Durante el primer día de la cumbre, Trump también cargó contra los países europeos, que consideró que no le habían ayudado en la guerra contra Irán. «He dicho durante mucho tiempo que nosotros los ayudamos, pero no estoy seguro de que ellos vayan a estar ahí para nosotros. Italia nos rechazó, y Alemania nos rechazó, y Francia nos rechazó. Y está bien, pero ¿por qué estamos gastando cientos de miles de millones de dólares y ellos no están ahí para nosotros? Siempre hemos estado ahí para ellos», sostuvo. Ya el primer día pintaba feo para una cumbre que Erdogan había cuidado hasta el mínimo detalle.

El presidente del Gobierno, Pedro Sánchez, se libró de las primeras arremetidas del republicano, pero solo para salir aún peor parado al día siguiente. Trump había reservado el plato fuerte de sus quejas para el miércoles y se despachó a gusto con España, ante la atenta mirada del secretario general de la OTAN, Mark Rutte. «España es una causa perdida. No participan, no pagan. Ya no queremos hacer negocios con España. Me gustaría romper relaciones. España es un socio pésimo en la OTAN. Cortad todo el comercio con España. Incluidas las visitas. No queremos tener nada que ver con ellos. Son un caso perdido. Mala gente», profirió sin apenas pestañear.

Desde la Moncloa, conscientes de que tienen el escudo de la Unión Europea –que controla las relaciones comerciales–, restaron importancia a estos comentarios diciendo que «los vínculos económicos los tejen las empresas privadas, no los gobiernos». Lo mismo repitió Sánchez durante su rueda de prensa, donde reveló que había intercambiado unas breves palabras «con absoluta y total cordialidad» con Trump sobre «golf, fútbol y el Mundial», tras sus amenazas. Ante las preguntas de la prensa, el presidente del Gobierno evitó entrar al choque con el estadounidense e insistió en que España es un «socio fiable». «Nos lo tomamos con tranquilidad y paciencia», acertó a decir Sánchez, normalmente muy crítico con las políticas del republicano.

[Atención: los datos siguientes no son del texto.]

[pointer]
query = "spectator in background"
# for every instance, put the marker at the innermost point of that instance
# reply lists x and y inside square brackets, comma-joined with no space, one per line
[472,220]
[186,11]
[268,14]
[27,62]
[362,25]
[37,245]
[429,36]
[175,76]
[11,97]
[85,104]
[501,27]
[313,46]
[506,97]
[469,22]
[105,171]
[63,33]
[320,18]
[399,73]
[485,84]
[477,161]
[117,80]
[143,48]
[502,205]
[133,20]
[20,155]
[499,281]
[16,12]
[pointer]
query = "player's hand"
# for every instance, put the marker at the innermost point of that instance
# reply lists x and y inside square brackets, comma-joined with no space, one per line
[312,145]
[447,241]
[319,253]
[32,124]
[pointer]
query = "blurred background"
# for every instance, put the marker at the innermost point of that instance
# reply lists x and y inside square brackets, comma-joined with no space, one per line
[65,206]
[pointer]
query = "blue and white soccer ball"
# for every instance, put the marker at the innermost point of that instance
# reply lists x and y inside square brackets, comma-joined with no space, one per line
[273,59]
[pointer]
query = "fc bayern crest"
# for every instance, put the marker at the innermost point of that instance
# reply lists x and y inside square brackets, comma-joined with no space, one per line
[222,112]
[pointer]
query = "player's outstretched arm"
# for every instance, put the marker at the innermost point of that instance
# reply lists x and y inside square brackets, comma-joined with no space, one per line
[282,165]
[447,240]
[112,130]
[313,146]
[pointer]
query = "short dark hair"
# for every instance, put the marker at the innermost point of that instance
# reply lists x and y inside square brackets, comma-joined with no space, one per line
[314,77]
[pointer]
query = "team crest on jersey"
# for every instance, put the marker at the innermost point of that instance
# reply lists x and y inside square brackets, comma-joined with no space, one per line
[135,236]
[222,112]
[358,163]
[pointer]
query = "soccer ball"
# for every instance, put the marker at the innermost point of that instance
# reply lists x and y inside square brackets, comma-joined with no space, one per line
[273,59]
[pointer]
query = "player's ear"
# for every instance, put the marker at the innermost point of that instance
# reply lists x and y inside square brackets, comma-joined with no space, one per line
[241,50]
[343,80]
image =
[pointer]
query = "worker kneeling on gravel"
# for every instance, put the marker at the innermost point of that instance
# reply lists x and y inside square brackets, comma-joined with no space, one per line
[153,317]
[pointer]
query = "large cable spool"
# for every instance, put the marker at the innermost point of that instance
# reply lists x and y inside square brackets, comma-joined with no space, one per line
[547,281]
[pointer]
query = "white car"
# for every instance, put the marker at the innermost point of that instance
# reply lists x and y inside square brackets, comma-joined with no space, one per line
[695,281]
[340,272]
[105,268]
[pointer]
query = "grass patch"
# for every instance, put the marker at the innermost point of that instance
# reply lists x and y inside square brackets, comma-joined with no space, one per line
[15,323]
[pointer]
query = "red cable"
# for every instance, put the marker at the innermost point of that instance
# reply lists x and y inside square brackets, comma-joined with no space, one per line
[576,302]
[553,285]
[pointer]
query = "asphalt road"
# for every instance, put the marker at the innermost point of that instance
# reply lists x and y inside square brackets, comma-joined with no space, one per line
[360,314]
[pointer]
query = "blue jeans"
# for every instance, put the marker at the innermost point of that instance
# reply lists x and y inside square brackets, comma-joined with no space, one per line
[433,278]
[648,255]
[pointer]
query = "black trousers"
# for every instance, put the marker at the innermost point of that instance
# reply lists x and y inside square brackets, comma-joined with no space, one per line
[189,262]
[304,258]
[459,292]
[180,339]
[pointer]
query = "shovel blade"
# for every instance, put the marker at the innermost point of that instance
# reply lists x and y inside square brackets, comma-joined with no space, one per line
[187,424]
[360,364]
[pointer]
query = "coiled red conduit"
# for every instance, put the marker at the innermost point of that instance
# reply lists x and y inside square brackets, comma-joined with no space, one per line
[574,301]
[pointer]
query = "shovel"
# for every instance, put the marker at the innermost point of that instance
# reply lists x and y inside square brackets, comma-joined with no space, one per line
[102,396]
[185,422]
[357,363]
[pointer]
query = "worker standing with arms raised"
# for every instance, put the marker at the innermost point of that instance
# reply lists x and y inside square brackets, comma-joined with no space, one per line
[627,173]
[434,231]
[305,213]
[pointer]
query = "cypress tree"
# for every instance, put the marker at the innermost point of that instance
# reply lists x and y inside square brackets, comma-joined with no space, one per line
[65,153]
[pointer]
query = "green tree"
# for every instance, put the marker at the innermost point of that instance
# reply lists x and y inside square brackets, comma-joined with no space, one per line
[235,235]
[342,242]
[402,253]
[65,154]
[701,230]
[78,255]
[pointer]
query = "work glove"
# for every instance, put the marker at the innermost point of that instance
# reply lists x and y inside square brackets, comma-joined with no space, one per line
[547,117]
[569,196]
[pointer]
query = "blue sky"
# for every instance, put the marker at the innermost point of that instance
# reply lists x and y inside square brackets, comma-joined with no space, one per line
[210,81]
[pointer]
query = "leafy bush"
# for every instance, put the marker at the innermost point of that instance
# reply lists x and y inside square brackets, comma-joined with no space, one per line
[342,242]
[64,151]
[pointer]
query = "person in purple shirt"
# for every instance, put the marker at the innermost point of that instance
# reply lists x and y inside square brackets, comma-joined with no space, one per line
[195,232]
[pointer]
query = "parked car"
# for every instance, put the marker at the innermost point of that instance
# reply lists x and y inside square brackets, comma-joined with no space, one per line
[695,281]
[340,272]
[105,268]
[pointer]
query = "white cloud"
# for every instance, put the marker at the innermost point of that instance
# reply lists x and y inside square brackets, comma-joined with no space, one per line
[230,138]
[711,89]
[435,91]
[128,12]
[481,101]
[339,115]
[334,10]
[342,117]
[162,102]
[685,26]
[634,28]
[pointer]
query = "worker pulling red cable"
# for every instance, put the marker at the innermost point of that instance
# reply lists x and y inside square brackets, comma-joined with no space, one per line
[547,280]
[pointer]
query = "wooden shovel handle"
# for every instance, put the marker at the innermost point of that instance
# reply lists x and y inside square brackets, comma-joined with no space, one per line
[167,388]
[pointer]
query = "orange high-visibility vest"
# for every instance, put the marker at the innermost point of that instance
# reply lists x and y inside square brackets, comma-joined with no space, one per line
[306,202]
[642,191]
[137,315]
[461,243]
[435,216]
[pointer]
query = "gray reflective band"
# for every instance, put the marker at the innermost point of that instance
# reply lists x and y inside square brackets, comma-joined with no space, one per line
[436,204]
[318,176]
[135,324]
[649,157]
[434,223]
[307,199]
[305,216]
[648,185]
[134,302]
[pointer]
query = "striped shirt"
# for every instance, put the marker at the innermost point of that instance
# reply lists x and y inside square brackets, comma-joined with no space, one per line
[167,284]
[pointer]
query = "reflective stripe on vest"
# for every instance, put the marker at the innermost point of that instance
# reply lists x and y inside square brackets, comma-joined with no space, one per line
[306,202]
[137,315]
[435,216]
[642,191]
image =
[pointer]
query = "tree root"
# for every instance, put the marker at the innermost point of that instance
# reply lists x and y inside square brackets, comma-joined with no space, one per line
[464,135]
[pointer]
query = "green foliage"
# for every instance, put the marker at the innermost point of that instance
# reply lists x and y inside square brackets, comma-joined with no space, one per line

Trump también aprovechó el foco de la cumbre para dar por sentenciado el alto el fuego con Irán y anunciar nuevos bombardeos, tras haber atacado en la víspera la costa iraní en torno al estrecho de Ormuz. La principal razón para poner fin a la tregua, en palabras del propio Trump, es que los líderes de la República Islámica son «basura». «Para mí se ha acabado. No quiero negociar con ellos, porque son basura. Son gente enferma, dirigida por gente enferma, mala, violenta. Si tuvieran un arma nuclear, la usarían», apuntó, para terminar advirtiendo de que el régimen no se hará «nunca» con el arma nuclear. Quizá la única nota positiva para los aliados fue el anuncio de Trump de que permitirá a Ucrania fabricar misiles Patriot para defenderse de los ataques rusos.

Para cerrar la cita, Trump ofreció su habitual rueda de prensa, acompañado por todo su equipo, donde volvió a mencionar a España, que dijo que se había «portado muy mal», aun después de esa supuesta conversación con Sánchez, pero reculó con Italia. El estadounidense, con todo, sorprendió al resumir el encuentro con una palabra: «unificación». «Nos quieren, se quieren entre sí; ahí dentro –en referencia a la sala donde se reunieron los aliados a puerta cerrada– ha habido una unificación enorme».

«Si tan solo hubieran podido ver el amor y el respeto que se respira en la sala», declaró a la prensa. El estadounidense, además, se mostró confiado en que los países más reticentes a invertir el 5 % de su PIB en Defensa –entre ellos Españalo harán pronto. «Hay una gran diferencia. Algunos han respondido de verdad al llamamiento, y otros están llevando a cabo grandes cambios y responderán al llamamiento. Creo que puedo decir que, en todos los casos, van a responder al llamamiento», señaló. De hecho, adelantó que uno de ellos ya estaba en ese camino, dejando a la imaginación de cada uno la identidad de ese misterioso aliado.